Previously on Faultcode113’s Blog:
” The resurgent Spanish Inquisition has taken control Cheyenne Wyoming. Citizens are fleeing by the pairs.” White house chief of staff said as he stormed in.
” The weapon was on a train there. If they get a hold of it…” Started the secretary of defense.
” We played right into their hands.” Said the president.
” Mr. President, those buffalo are armed religious fundamentalists, and now they may have access to the most powerful weapon on earth.” Said the Secretary of defense.
” Get me Faultcode113!” Ordered the president.
And now, Faultcode113’s blog…
Back in the world after a brief absence. The taste of buffalo leads me to understand why the Native Americans were so angry about us nearly wiping them out. But I digress, today we’ll be discussing our ever expanding digital presence in the world and why privacy is a relative term. Outrage you say? Scandal? Tool of oppression for the man? Ha!
We use the internet to communicate on a scale that would shock a person mere decades ago. With a few clicks I can post my entire vacation online, check up on everyone I know (and some I don’t), and check a celeb’s twitter. Let’s face it, twitter is passive stalking. I can communicate via email, twitter, IM, or text message to anyone on earth in seconds. Kind of neat, but know that the world is watching.
You who have a picture of yourself wildly drunk in a gay pose with your “best” friend as you profile picture. You who tweeted about how much pot you smoked over your long weekend. You who blogged about how much of an asshole your boss is. You who have built your glass house and complained about government looking in. To all of you who complained about someone finding the electronic skeletons in your closet, I say this. You put them on display. The things we dare not say, we post.
Do you see any pictures on this blog? Are there any names mentioned here? I have taken care to omit those little facts for one reason, privacy. Not mine, but theirs. Does that mean that the details of my life aren’t available to a committed cyber sleuth? Not at all.
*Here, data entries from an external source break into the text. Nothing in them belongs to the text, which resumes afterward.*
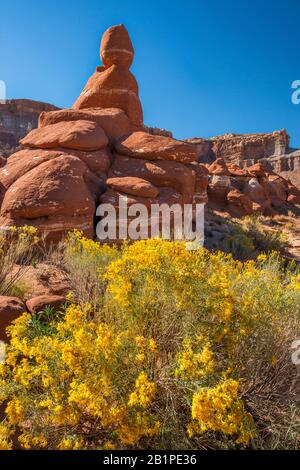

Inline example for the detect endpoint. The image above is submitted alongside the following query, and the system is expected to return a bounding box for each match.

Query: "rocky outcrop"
[187,129,300,188]
[0,99,58,157]
[208,158,300,217]
[0,25,300,241]
[0,295,26,341]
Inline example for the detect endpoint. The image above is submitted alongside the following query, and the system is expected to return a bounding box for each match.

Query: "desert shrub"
[6,280,30,299]
[220,224,255,260]
[62,231,119,306]
[0,234,300,449]
[0,226,38,295]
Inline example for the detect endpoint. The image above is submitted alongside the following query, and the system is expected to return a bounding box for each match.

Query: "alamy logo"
[292,80,300,104]
[96,196,204,250]
[0,80,6,104]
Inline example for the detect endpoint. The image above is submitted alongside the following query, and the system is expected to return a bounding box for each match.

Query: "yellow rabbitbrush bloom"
[0,241,300,449]
[189,379,255,445]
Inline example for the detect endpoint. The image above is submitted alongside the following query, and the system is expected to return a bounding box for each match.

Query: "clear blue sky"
[0,0,300,147]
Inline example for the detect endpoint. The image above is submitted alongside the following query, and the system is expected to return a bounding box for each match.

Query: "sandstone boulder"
[11,263,72,300]
[0,155,95,238]
[287,183,300,204]
[0,295,26,341]
[39,108,130,141]
[26,295,65,313]
[100,24,134,68]
[207,175,230,208]
[73,65,143,127]
[115,131,197,163]
[109,155,195,202]
[244,177,271,212]
[208,158,230,176]
[227,189,253,217]
[106,176,159,197]
[21,120,108,150]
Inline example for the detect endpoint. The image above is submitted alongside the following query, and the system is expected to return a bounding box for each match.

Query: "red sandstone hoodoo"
[0,25,300,240]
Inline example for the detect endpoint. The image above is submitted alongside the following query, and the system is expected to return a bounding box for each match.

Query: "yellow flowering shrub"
[0,234,300,450]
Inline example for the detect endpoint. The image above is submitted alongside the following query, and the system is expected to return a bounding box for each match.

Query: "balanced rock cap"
[100,24,134,68]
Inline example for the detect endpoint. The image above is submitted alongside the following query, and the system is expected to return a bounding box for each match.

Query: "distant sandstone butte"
[0,25,300,241]
[0,99,58,157]
[187,129,300,188]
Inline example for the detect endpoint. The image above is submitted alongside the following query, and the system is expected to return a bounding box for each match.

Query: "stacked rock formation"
[0,25,208,240]
[187,129,300,188]
[208,158,300,217]
[0,25,300,241]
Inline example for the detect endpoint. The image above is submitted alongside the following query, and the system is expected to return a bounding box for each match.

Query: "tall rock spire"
[73,25,143,129]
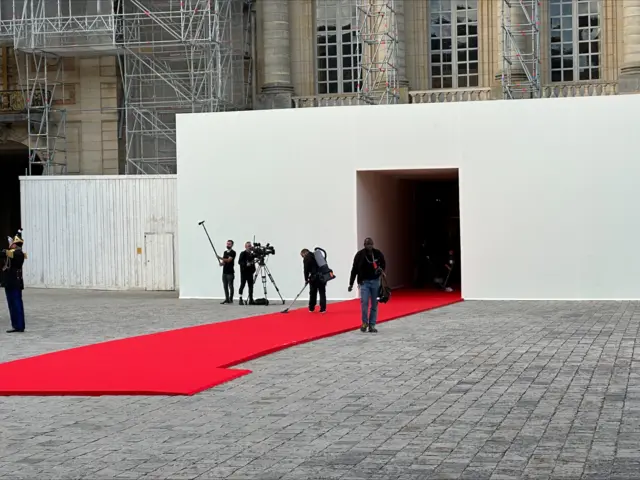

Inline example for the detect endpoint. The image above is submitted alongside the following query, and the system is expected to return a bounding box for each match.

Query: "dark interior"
[408,175,461,291]
[0,144,42,239]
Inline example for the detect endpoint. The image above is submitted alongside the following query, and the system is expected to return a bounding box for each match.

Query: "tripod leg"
[260,267,269,305]
[264,265,286,305]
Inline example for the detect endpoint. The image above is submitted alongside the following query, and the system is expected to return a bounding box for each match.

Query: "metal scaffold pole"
[501,0,542,99]
[356,0,400,105]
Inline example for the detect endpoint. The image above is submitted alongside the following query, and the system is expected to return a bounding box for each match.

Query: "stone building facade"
[257,0,640,108]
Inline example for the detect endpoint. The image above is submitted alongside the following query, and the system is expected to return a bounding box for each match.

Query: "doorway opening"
[356,168,462,292]
[0,141,42,240]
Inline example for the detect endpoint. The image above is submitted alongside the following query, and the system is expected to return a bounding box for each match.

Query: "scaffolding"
[356,0,400,105]
[500,0,542,99]
[0,0,254,174]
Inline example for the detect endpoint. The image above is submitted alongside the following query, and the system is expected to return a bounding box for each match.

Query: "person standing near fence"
[0,230,27,333]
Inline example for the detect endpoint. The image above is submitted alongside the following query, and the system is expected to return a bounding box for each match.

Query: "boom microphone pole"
[198,220,220,260]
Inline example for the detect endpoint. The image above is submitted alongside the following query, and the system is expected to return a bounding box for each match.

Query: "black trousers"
[309,282,327,310]
[222,273,236,302]
[238,270,256,300]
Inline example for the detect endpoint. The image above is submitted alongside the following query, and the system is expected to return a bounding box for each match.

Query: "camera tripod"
[253,260,285,305]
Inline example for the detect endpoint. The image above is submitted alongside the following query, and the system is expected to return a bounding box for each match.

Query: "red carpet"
[0,291,461,396]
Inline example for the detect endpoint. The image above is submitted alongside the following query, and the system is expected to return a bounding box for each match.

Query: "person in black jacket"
[238,242,256,305]
[300,248,327,313]
[0,232,27,333]
[349,237,387,333]
[219,240,236,305]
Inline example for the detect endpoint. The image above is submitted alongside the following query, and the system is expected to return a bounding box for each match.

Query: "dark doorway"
[356,168,462,292]
[411,173,462,291]
[0,142,42,240]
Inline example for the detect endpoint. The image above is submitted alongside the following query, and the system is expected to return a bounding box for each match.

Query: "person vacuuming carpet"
[349,237,387,333]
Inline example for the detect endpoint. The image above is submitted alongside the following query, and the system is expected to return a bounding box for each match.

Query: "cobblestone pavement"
[0,291,640,480]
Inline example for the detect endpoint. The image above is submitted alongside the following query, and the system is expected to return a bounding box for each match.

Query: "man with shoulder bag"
[349,237,388,333]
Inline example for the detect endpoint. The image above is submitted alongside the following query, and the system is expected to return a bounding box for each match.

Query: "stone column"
[289,0,316,97]
[257,0,293,109]
[619,0,640,93]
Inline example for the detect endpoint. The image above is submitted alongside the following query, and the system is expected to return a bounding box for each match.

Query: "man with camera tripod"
[238,242,256,305]
[219,240,236,305]
[300,248,327,313]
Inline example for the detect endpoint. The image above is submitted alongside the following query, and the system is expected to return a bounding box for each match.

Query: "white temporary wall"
[178,95,640,299]
[20,175,178,290]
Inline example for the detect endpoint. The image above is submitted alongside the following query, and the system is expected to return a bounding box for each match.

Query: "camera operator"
[0,230,27,333]
[300,248,327,313]
[349,238,387,333]
[238,242,256,305]
[220,240,236,305]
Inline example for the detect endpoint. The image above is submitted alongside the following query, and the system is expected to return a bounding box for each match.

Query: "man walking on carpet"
[349,237,387,333]
[0,230,27,333]
[300,248,327,313]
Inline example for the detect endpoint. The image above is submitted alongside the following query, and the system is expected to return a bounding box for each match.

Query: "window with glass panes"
[316,0,362,94]
[425,0,479,88]
[549,0,602,82]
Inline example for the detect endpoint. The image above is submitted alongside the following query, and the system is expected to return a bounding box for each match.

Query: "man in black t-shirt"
[349,237,387,333]
[238,242,256,305]
[220,240,236,305]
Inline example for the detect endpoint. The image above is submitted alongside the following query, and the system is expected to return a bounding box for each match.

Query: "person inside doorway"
[349,237,387,333]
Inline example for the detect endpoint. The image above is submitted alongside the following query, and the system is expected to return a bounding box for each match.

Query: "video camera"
[251,243,276,261]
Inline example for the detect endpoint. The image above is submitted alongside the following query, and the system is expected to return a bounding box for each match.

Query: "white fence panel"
[20,175,178,290]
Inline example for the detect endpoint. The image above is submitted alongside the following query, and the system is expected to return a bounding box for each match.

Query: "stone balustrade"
[293,82,618,108]
[542,82,618,98]
[409,87,492,103]
[293,93,365,108]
Terrorists use the internet. Shocking, but it’s not just for porn anymore. The government, acting in your best interests (their own included), monitors the net for key words that may flag terrorism. When you blog about wanting to blow up (flag) your office. They might find that interesting. Is the FBI going to bust down your door? Probably not.
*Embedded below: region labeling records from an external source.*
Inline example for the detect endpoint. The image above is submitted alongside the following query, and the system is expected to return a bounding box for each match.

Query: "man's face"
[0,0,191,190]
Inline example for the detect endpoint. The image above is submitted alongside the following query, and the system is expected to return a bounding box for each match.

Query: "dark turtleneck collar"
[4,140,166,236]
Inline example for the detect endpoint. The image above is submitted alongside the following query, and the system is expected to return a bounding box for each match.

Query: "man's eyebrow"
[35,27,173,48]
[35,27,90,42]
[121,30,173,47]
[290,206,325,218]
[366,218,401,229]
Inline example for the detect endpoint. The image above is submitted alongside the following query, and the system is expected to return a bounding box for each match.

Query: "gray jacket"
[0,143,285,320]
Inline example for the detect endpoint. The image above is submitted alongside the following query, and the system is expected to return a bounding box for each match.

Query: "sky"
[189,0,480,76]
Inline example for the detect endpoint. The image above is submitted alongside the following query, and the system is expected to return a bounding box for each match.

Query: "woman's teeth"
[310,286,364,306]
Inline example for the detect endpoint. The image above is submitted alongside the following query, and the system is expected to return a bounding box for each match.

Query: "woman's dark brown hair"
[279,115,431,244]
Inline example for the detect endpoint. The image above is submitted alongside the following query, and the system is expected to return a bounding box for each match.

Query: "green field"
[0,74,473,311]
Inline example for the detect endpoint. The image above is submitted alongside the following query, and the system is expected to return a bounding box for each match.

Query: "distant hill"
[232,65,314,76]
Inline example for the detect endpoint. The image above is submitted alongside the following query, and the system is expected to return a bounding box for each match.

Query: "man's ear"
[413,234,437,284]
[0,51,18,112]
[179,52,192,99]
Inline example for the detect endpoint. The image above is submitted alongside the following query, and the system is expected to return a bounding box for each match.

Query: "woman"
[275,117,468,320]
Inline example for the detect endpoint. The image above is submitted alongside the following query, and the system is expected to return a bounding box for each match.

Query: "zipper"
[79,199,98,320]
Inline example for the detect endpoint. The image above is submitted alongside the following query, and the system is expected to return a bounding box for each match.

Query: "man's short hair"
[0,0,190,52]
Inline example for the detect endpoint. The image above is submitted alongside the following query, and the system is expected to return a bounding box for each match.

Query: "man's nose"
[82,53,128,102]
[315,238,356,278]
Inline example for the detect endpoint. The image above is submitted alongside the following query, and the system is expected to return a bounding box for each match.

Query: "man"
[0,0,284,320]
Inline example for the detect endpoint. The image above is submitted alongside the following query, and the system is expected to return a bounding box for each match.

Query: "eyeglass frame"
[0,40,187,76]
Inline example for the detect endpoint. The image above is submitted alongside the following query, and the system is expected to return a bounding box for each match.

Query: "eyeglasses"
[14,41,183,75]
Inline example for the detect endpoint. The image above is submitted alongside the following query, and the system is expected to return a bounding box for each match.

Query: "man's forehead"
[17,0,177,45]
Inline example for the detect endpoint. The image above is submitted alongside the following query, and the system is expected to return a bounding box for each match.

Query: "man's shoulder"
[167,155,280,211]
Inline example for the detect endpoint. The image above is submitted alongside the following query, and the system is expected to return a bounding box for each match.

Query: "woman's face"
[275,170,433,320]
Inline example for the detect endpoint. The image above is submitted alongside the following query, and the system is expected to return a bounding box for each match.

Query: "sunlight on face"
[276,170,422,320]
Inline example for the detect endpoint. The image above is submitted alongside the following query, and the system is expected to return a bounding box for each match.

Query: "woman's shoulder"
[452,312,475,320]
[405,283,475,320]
Does this give them the right to spy? Who’s spying? You sent that blog out to the world. They didn’t hack your computer. You gave them that information. All they had to do was read. Here’s another thing, terrorists use code. The government knows a lot of this code, so they monitor lots of seemingly innocent content for intel.
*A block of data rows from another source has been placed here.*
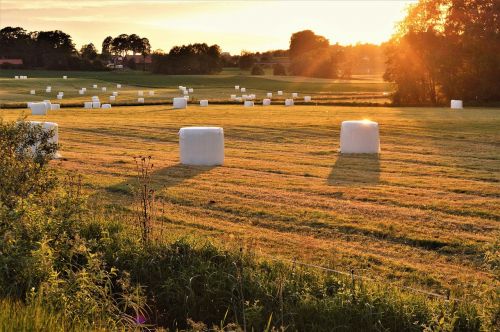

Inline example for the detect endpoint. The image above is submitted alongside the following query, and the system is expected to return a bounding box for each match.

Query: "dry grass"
[1,106,500,295]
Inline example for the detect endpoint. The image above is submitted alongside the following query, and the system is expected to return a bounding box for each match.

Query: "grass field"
[0,70,391,106]
[1,102,500,304]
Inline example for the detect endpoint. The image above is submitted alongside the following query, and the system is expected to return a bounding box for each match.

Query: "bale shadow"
[106,164,216,195]
[327,153,380,186]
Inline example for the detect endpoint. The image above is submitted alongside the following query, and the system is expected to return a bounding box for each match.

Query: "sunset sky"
[0,0,415,54]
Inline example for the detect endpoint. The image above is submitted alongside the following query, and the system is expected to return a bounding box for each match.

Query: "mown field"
[1,102,500,302]
[0,70,392,107]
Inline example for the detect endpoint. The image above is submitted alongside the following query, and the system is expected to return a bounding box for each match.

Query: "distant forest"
[0,0,500,105]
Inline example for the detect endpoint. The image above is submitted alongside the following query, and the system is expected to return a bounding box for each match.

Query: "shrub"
[250,65,265,75]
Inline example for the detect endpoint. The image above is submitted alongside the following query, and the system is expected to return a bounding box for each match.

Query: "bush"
[250,65,265,75]
[273,63,286,76]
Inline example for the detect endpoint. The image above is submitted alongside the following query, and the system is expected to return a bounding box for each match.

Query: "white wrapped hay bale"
[29,102,48,115]
[340,120,380,153]
[179,127,224,166]
[28,121,61,158]
[174,97,187,108]
[450,100,464,109]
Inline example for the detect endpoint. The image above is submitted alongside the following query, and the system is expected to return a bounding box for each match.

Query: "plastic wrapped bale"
[450,100,464,109]
[174,97,187,108]
[30,102,48,115]
[29,121,61,158]
[179,127,224,166]
[340,120,380,153]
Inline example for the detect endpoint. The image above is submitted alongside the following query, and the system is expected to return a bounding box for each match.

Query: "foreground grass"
[2,106,500,302]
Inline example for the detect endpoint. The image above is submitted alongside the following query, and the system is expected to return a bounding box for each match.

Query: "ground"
[0,99,500,296]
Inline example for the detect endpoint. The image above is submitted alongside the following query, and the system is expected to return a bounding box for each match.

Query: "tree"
[80,43,97,60]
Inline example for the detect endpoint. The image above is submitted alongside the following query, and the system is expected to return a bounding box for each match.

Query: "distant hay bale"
[340,120,380,153]
[179,127,224,166]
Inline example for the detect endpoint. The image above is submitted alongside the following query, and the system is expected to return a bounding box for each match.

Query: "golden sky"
[0,0,415,54]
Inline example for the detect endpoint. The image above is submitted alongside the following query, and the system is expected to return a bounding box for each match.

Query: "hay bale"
[340,120,380,153]
[450,100,464,109]
[179,127,224,166]
[29,102,48,115]
[173,97,187,109]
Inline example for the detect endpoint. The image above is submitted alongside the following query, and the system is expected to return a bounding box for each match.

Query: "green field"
[0,70,391,107]
[1,99,500,301]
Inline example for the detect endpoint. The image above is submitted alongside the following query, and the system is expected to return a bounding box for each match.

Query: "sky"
[0,0,415,54]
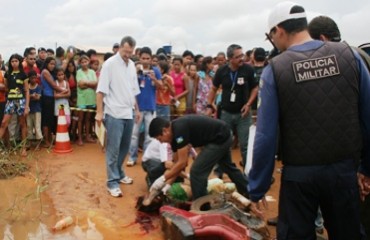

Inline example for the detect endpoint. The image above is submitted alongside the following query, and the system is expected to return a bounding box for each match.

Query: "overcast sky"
[0,0,370,60]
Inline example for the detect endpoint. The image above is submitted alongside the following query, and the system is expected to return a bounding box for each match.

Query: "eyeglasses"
[233,54,244,59]
[269,27,276,38]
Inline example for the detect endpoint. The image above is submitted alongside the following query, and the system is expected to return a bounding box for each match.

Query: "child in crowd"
[186,62,199,114]
[90,59,100,79]
[76,55,97,146]
[54,68,71,125]
[141,141,197,206]
[156,61,175,120]
[0,54,30,157]
[27,70,42,141]
[194,56,214,115]
[65,59,78,141]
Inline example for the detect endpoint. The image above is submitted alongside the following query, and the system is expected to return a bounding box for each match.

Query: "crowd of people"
[0,2,370,239]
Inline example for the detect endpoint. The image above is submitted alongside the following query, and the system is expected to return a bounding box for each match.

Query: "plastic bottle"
[52,216,73,231]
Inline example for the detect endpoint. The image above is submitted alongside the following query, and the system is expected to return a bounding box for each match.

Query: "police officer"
[149,114,247,200]
[248,2,370,240]
[206,44,258,169]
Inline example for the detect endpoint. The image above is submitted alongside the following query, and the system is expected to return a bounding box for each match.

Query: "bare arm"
[149,70,163,88]
[163,74,175,96]
[175,75,189,99]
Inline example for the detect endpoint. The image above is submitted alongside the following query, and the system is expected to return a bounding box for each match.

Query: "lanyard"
[230,71,238,91]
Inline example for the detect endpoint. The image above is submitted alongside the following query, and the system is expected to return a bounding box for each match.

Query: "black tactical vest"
[271,42,362,166]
What about your employer, does he get to spy on you? Again, just reading what you willingly put out there. Calling them assholes online, isn’t any better that doing it in the office. In my day job, they have to trust me with the lives of others. If I write about smoking up on the job (I don’t for the record, boss), then they have every right to fire me. Then again, if you’re an inconsequential employee, the probably don’t care.
Hypocrite you say. Did you not post a blog about someone constantly on your digital trail? I did indeed, and in this case you would be 100% correct. However, nothing said on this blogs has not been said to those who would read it. Still, I hate busybodies, and I have nothing to hide.
At one time our privacy extended as far as our garden walls. Then it went only as far as the drapes over our windows. As technology adds more transparency to our lives, we need to accept responsibility for some of the things it reveals. The internet is a nosy and untrustworthy friend. They will absolutely tell all of your dirty details to anyone who asks. At least they share the other gossip with you.